Israel e Líbano selaram nesta quinta-feira (27) um histórico acordo para resolver a antiga disputa sobre suas fronteiras marítimas. O documento não altera as relações bilaterais entre as duas nações que, tecnicamente, estão em guerra, mas tem potencial de desbloquear a exploração de gás no mar Mediterrâneo.
A primeira consequência direta foi observada pouco depois: o grupo islâmico xiita Hizbullah, que nos últimos meses ameaçava atacar a infraestrutura israelense caso um pacto não fosse alcançado, anunciou o fim daquilo que chamava de "mobilização excepcional".
Hassan Nasrallah, líder do movimento, disse que o acordo representa uma grande vitória para o povo libanês e rechaçou que uma tratativa do tipo represente algum alívio da postura de Beirute contra Tel Aviv.
Na prática, não houve aperto de mãos entre líderes: o presidente libanês, Michel Aoun, assinou o acordo em Baabda e o premiê israelense, Yair Lapid, fez o mesmo em Jerusalém. Delegações dos países, então, levaram os documentos até a cidade de Naqoura, na fronteira terrestre —que segue em disputa—, onde há uma base da ONU.
As tratativas foram mediadas pelos Estados Unidos, e coube a Amos Hochstein, enviado do presidente Joe Biden, manifestar aquele que talvez seja o maior ponto de preocupação sobre o acordo: se ele será respeitado pelos próximos governos dos países envolvidos.
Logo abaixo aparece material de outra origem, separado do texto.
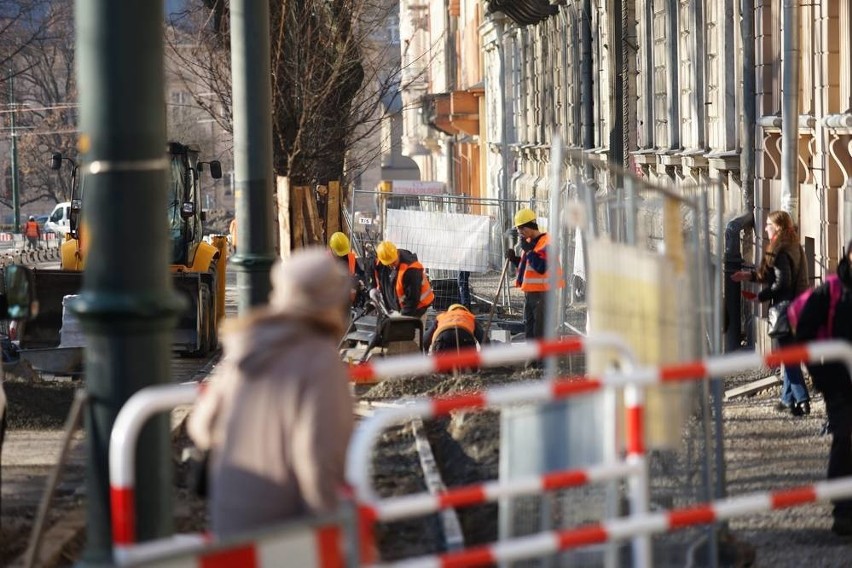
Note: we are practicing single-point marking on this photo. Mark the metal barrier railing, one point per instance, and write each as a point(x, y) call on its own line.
point(335, 539)
point(373, 509)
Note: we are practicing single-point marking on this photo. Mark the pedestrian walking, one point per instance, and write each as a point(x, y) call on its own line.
point(784, 273)
point(277, 415)
point(827, 313)
point(453, 330)
point(464, 288)
point(232, 232)
point(32, 232)
point(532, 267)
point(402, 281)
point(340, 246)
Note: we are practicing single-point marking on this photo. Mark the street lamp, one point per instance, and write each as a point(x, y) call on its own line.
point(16, 207)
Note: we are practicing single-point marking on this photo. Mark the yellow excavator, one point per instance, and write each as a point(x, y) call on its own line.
point(198, 267)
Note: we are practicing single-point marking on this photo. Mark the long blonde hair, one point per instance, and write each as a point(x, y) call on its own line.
point(786, 236)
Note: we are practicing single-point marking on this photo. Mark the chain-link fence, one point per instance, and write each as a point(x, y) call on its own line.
point(636, 260)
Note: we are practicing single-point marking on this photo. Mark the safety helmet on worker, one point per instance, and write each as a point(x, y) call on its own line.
point(524, 216)
point(387, 253)
point(339, 244)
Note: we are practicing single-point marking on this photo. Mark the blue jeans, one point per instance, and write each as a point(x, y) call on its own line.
point(793, 387)
point(464, 288)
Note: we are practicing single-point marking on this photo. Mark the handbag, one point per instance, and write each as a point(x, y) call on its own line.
point(779, 323)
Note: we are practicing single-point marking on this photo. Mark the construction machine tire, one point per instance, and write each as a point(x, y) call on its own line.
point(204, 316)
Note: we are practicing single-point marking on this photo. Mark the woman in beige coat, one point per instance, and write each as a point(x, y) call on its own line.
point(277, 415)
Israel tem eleições no próximo dia 1º —o quinto pleito em apenas três anos. Já o Líbano, imerso em uma grave crise econômica e social, acena para o caos político: o mandato de Aoun termina no próximo dia 31, mas o Parlamento do país ainda não foi capaz de eleger um novo líder, abrindo a possibilidade de o cargo ficar vago.
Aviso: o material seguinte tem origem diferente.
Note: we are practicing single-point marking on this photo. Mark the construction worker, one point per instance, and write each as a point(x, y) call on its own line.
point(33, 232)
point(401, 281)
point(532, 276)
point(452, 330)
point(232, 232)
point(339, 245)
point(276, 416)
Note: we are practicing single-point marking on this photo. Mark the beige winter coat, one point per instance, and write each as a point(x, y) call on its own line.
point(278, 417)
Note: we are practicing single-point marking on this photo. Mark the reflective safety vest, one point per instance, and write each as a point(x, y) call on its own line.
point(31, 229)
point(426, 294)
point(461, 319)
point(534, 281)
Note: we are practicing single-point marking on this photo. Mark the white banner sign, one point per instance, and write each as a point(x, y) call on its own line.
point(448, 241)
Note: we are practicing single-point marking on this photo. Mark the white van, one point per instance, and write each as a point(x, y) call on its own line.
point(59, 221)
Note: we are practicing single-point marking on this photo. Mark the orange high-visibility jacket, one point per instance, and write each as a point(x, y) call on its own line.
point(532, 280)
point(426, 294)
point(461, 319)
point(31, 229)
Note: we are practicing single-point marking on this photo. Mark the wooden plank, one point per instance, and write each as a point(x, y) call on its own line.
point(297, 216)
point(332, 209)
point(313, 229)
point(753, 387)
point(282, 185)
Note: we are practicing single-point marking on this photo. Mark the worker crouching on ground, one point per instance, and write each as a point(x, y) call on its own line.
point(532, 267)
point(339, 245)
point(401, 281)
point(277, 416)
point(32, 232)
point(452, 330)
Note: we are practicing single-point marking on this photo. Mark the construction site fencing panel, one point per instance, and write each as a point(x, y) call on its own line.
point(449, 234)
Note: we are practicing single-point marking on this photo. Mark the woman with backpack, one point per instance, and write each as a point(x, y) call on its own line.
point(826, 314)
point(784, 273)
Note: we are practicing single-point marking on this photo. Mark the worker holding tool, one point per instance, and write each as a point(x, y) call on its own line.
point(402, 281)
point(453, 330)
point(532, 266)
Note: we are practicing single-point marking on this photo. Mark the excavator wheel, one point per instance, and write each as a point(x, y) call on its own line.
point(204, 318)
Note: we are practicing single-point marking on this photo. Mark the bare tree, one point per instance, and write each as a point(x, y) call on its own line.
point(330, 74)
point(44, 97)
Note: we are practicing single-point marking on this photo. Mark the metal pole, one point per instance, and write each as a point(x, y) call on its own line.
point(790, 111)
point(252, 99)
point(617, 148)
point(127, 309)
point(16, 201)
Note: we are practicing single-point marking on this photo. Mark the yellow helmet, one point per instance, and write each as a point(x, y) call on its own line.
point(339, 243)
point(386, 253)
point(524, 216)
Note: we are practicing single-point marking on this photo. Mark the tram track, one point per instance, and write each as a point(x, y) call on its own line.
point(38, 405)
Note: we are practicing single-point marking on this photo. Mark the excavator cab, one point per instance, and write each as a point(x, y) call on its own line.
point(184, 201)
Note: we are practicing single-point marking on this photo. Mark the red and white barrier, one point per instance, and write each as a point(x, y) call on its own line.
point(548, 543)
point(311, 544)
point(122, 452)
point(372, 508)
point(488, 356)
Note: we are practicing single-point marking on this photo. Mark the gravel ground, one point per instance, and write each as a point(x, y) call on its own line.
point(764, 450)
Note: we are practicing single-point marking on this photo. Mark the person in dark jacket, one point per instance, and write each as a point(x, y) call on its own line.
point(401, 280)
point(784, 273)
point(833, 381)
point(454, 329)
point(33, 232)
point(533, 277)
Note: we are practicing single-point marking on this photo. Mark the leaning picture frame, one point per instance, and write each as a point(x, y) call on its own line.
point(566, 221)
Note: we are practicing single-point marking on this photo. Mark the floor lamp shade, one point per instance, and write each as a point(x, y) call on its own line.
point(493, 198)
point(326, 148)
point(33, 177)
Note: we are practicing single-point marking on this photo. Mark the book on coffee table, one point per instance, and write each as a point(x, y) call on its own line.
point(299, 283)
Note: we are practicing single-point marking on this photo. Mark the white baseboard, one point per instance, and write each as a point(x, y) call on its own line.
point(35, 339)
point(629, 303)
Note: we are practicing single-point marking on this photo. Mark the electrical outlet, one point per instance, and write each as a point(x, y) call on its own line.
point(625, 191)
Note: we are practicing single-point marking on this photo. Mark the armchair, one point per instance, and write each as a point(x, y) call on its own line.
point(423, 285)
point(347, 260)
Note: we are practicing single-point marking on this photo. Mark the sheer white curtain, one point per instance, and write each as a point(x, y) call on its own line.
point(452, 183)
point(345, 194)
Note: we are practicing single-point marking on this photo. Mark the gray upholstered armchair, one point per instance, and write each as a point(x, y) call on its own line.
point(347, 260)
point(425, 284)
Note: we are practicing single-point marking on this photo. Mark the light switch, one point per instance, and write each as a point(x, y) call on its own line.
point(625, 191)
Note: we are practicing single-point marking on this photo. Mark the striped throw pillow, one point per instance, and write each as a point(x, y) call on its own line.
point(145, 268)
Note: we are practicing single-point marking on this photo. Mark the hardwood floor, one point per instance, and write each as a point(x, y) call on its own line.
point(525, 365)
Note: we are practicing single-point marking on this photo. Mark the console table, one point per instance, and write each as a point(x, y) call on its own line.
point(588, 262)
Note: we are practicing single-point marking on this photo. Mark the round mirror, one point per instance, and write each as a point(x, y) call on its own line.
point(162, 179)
Após a assinatura do documento, Biden parabenizou as diplomacias dos dois países e disse que o acordo simboliza mais um passo no caminho para um Oriente Médio "mais seguro, integrado e próspero".
O acordo estabelece uma fronteira entre as águas libanesas e israelenses. Ao definir a zona econômica exclusiva de cada nação, também prevê um mecanismo para que ambos os países obtenham royalties de campos de gás offshore no Mediterrâneo.
Isso abre a possibilidade de Beirute, por exemplo, descobrir potencial de energia offshore —o que, embora não seja suficiente por si só para resolver a crônica crise do país, possivelmente aliviaria os apagões frequentes.
Lapid descreveu a medida como uma enorme conquista, e o negociador libanês Elias Bou Saab disse que a assinatura marca o início de uma nova era. Mas as falas estão longe de representar um avanço diplomático entre os países —as chances disso parecem remotas.
"Não é todo dia que um país inimigo reconhece o Estado de Israel, por escrito, perante a comunidade internacional", disse Lapid. Prontamente veio a resposta de Aoun, para quem o acordo não tem "nenhuma dimensão que possa mudar a política externa do Líbano".
O acordo prevê deixar sob controle de Israel o campo de gás de Karish e conceder ao Líbano o campo de Qana. Uma parte desta última reserva, no entanto, ultrapassa a linha de fronteira entre os dois países e, desta maneira, Tel Aviv ficará com parte do lucro de exploração.
Nesta quarta (26), segundo informações do jornal The Times of Israel, a facção radical Hamas manifestou apoio ao acordo. Suhail al-Hindi, do alto escalão do grupo, disse que a tratativa permitiria que o Líbano obtivesse direitos econômicos. "A resistência libanesa conseguirá impor suas condições a Israel", disse ele na sede do Hamas.
O acordo também é visto por Israel como possibilidade de reduzir a tensão com o Hizbullah. "Isso fortalece a segurança de Israel e nossa liberdade de ação contra o Hizbullah. Há um raro consenso de todo o establishment de defesa sobre a importância do acordo", disse Lapid nesta quinta.
Hassan Nasrallah, nos últimos meses, fez diversas ameaças de que atacaria a costa norte de Israel caso o país começasse a explorar a plataforma de Karish antes que um acordo fosse finalmente assinado.